NAPOLI – Gli mancheranno il mare di Pozzuoli e i piatti a base di pesce che gli preparava l’amico Procolo al ristorante Europa. Ed anche quelle passeggiate dopo cena in assoluta solitudine lungo il molo dove sono attraccate le motonavi per Procida ed Ischia. O sul lungomare poco distante ben tenuto ed illuminato con luce fioca.

MUTO CON UN PESCE – Walter Mazzarri aveva creato il suo eremo lì, a pochi chilometri da Napoli, dove alloggiava quando fungeva da vice di Ulivieri e dove aveva iniziato la sua carriera di allenatore alla guida dell’Acireale, proprio contro la Puteolana (finì 1 a 1). Un posto caratteristico, ancora a misura d’uomo, noto per i suoi ristoranti, per la Solfatara e per aver dato i natali a Sofia Loren. I pescatori ormai erano entrati nel personaggio e se ne guardavano bene dal disturbarlo. Specie dopo qualche partita non andata proprio per il verso giusto, «Buon sera mistèr», con l’accento sulla «e». Sapevano che dietro quella nuvola di fumo, sprigionata dalla sigaretta slim, si accavallavano mille pensieri, tanti dubbi, un’infinità di tensioni. E soprattutto l’amico Procolo, che per tre estati si era presentato nel ritiro estivo di Dimaro con il portabagagli dell’auto pieno di pesce fresco e mitili, lo lasciava tranquillo al suo tavolo a consumare la cena. Se era Mazzarri a parlare per primo, bene. Altrimenti, pietanze a tavola e via. Lui da solo a riflettere, a pensare al lavoro del giorno dopo, a studiare quale rimedio escogitare per rialzarsi. Qualche volta gli faceva compagnia uno dei suoi collaboratori, Papale, Frustalupi, Pondrelli o Santoro. Spesso, nessuno.

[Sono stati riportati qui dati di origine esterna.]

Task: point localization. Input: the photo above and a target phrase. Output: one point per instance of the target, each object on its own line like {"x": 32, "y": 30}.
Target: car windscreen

COLAZIONE E FUGA- Abitava anche da solo. In una villa bene arredata, con camino, all’interno di un parco con piscina e poco lontana dal porto. La moglie ed il figlio Gabriele lasciati, invece, ad Empoli. Venivano di tanto in tanto o li raggiungeva lui al lunedì quando poteva. Lui preferiva rifugiarsi nella sua villa a visionare videocassette e studiare calcio. Qualche buona lettura per relax, qualche film ma tanto calcio, tattica, psicologia. Per Mazzarri è esistito solo il Napoli per quasi quattro anni. Napoli-città, invece, molto poco, quasi niente. Gli bastò uno dei primi giorni in centro, per rinunciarvi per sempre. «Una sola volta sono sceso in città. Avevo voglia di fare colazione sul Lungomare. Non feci in tempo a dare un morso alla brioche che venni circondato da decine di tifosi. Lasciai tutto sul tavolino del bar ed andai via», raccontò a febbraio del 2010. Successe in piazza Vittoria, la piazza che separa via Caracciolo e la villa comunale dalla centralissima piazza dei Martiri. Il Napoli, due giorni prima, era caduto a Udine dopo quindici risultati utili consecutivi e la domenica successiva avrebbe dovuto incontrare l’Inter in posticipo. «Mistèr, non è successo nulla, continui così», «Mistèr, battiamo l’Inter di Mourinho e riprendiamo la corsa», «Mistèr, un autografo, una foto». Scappò. Quel Napoli-Inter finì, poi, a reti bianche dopo una traversa di Hamsik, un palo di Quagliarella, una paratona di Julio Cesar su Denis mentre De Sanctis negò la gioia del gol a Pandev che era sull’altra sponda. Mourinho che guidava la classifica con ben otto punti sulla Roma mal digerì quel mezzo stop al San Paolo. E poi il Mazzarri a Castelvolturno: un panino tra un allenamento e l’altro, spogliatoi ristrutturati su sua indicazione e barriera prima con una rete e poi con plexiglas per impedire che guardassero i suoi allenamenti ed anticipassero la formazione. Un uono solo, sempre. E con un chiodo fisso: fare risultato ed arrivare più in alto possibile.